Two patients died. The first was a 26-year-old Bangladeshi male who presented to the ED with cardiac arrest after intentionally ingesting OP. He was intubated and given atropine to a total of 2 mg and 1 gram pralidoxime, after which, he was admitted to the ICU and he died 2 days later. The second case was a 15-year-old Saudi female who was brought by her family in cardiac arrest, thought to have ingested OP. She was intubated, given 2 mg atropine and admitted to ICU. Eight days later, she died. Forty-eight patients (96%) were discharged home without any neurological deficits. Only 13 patients have had regular follow-up within 30 days.


  Discussion Top


Organophosphates poisoning has increased in frequency in recent years in Saudi Arabia. The most common chemical substance cited has been pesticide. This is in accordance with the findings of other studies, in which, OP compounds were the most repeatedly involved in both accidental and occupational poisonings. [9],[10],[11],[12],[13]

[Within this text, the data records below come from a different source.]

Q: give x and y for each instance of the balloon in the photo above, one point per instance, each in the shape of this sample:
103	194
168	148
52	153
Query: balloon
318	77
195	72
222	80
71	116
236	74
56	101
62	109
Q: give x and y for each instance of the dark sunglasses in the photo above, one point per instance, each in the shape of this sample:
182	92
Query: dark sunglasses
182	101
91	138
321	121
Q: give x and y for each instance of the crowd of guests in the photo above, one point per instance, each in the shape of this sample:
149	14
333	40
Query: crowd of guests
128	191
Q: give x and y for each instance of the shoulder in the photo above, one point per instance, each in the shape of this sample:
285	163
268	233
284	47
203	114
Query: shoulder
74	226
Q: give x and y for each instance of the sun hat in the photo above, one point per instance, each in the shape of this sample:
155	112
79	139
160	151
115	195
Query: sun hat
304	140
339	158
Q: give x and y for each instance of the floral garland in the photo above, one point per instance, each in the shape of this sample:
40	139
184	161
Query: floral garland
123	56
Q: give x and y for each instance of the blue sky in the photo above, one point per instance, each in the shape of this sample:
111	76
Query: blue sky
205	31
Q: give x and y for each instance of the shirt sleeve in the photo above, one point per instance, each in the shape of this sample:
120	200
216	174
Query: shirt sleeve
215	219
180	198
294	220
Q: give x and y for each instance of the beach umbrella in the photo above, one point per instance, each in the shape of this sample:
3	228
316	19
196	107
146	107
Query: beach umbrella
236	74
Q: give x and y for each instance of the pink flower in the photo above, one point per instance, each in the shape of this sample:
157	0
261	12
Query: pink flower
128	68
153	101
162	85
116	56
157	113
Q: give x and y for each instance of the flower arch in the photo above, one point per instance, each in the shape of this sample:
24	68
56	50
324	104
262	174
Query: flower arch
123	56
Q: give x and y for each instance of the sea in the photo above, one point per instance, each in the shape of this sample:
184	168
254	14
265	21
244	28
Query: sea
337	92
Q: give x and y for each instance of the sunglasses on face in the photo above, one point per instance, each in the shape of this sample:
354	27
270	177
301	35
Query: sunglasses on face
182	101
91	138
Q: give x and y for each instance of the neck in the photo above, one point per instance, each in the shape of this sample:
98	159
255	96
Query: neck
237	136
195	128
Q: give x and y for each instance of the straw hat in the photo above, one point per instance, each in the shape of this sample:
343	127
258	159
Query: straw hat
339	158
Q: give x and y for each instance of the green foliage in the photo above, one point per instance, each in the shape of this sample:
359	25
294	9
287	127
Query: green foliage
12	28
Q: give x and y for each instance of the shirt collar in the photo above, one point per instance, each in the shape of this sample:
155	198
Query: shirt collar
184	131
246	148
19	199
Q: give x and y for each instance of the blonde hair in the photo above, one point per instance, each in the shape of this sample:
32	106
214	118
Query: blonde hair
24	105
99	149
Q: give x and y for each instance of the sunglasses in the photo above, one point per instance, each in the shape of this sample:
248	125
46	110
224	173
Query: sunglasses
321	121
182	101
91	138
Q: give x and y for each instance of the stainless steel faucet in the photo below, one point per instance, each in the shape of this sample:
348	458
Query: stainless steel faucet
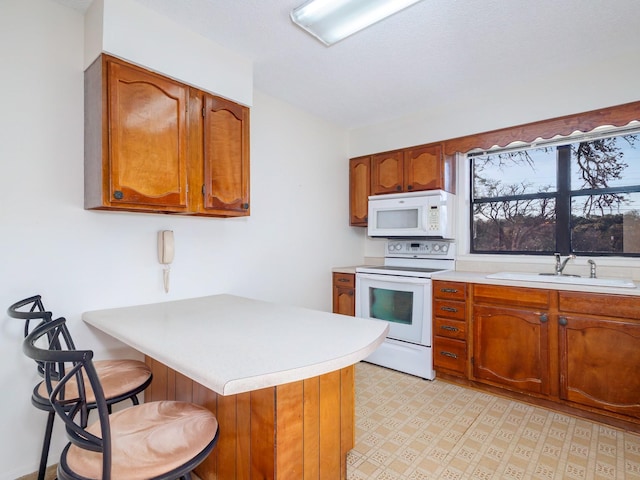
560	264
592	264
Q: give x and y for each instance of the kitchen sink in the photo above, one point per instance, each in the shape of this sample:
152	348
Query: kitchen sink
566	279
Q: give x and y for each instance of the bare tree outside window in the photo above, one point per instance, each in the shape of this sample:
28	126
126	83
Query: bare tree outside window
519	196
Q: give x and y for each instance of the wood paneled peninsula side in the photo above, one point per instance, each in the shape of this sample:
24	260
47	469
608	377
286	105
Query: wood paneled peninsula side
280	379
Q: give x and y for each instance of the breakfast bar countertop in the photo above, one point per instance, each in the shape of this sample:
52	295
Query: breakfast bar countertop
233	344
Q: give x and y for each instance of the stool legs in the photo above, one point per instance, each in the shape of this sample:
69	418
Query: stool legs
45	446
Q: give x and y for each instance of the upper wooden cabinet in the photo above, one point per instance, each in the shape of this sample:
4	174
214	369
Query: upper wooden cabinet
155	145
411	170
359	190
407	170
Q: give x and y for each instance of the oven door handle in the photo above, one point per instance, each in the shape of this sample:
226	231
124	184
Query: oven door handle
379	277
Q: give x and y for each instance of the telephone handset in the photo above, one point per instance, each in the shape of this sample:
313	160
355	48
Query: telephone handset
166	250
165	247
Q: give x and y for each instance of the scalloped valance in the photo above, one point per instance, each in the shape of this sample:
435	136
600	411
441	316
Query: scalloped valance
617	116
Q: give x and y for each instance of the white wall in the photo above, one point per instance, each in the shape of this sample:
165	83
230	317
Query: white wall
83	260
610	81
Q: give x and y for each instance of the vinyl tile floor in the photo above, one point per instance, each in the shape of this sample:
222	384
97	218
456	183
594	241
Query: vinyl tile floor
410	428
414	429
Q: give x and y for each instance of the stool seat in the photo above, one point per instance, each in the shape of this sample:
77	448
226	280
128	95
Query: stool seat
118	378
147	440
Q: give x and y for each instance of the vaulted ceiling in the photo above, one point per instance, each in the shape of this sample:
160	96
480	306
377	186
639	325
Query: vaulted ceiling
420	58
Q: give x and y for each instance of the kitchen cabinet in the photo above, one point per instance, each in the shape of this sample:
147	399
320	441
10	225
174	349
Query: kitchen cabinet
220	146
344	293
153	144
359	190
450	327
599	337
411	169
511	337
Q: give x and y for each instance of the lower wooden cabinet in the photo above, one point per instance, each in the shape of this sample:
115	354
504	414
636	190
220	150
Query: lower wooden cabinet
577	350
450	327
600	351
344	293
511	348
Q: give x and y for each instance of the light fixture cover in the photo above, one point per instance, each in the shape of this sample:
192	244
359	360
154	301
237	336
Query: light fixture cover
333	20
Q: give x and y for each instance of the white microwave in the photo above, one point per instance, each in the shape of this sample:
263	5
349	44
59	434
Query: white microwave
416	214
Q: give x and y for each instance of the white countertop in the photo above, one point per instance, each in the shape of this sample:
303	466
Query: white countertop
480	277
234	345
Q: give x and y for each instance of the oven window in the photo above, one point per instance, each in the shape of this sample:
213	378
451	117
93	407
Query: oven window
391	305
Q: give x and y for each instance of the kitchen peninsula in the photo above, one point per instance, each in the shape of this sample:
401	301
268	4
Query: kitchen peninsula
280	379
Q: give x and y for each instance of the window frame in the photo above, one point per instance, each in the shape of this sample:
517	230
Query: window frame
562	195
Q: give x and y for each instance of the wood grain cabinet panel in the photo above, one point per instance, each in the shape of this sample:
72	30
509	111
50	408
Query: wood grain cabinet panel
296	430
425	168
599	339
359	190
419	168
450	327
226	157
511	348
387	173
344	293
155	145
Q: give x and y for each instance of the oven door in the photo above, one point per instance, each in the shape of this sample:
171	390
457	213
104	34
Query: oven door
404	302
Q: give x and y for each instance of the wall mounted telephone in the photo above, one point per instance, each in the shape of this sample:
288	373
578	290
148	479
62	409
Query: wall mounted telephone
166	250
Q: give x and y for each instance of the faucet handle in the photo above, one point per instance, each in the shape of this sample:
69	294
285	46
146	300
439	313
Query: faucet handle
592	265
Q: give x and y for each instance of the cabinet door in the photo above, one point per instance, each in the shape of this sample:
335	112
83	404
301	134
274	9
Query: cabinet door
344	294
359	190
387	173
226	157
599	363
511	348
148	140
423	168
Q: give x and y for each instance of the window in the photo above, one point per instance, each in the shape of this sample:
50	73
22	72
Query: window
581	197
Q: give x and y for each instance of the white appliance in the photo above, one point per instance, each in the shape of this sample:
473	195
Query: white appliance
415	214
399	292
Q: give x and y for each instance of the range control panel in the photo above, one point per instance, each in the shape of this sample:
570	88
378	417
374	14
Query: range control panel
420	248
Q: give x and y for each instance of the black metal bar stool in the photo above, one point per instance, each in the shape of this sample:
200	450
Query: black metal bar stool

This increase is not accounted for by occupational hazards in agriculture or industry. It is rather a reflection on the ready availability of OP compounds to the public and their growing popularity as agents for committing suicide.

Intentional poisoning with OP was reported as 10-36.2% in developed countries, 40-60% in African countries and 65-79.2% in developing countries. During this study period, 9 patients (18%) were poisoned intentionally. [14],[15],[16]

It is argued that the easy availability and widespread use of highly hazardous OP compounds is the foremost reason for this high number of incidents. According to the report by Saadeh et al. from Jordan, [18] the lack of adequate regulation to control their sale and application has encouraged some people to prefer them as the means of committing suicide. Strict legislation for the sale, distribution and storage of agrochemicals could be of help in reducing mortality and perhaps the incidence of poisoning in developing countries. In the long term, promoting an alternative to agrochemicals might be the most important strategy of preventing OP poisoning.

The proportion of suicidal attempts by females according to different reports was 20-70.8%. [13],[17] However in our study, the majority of suicidal attempts was by males at 77%.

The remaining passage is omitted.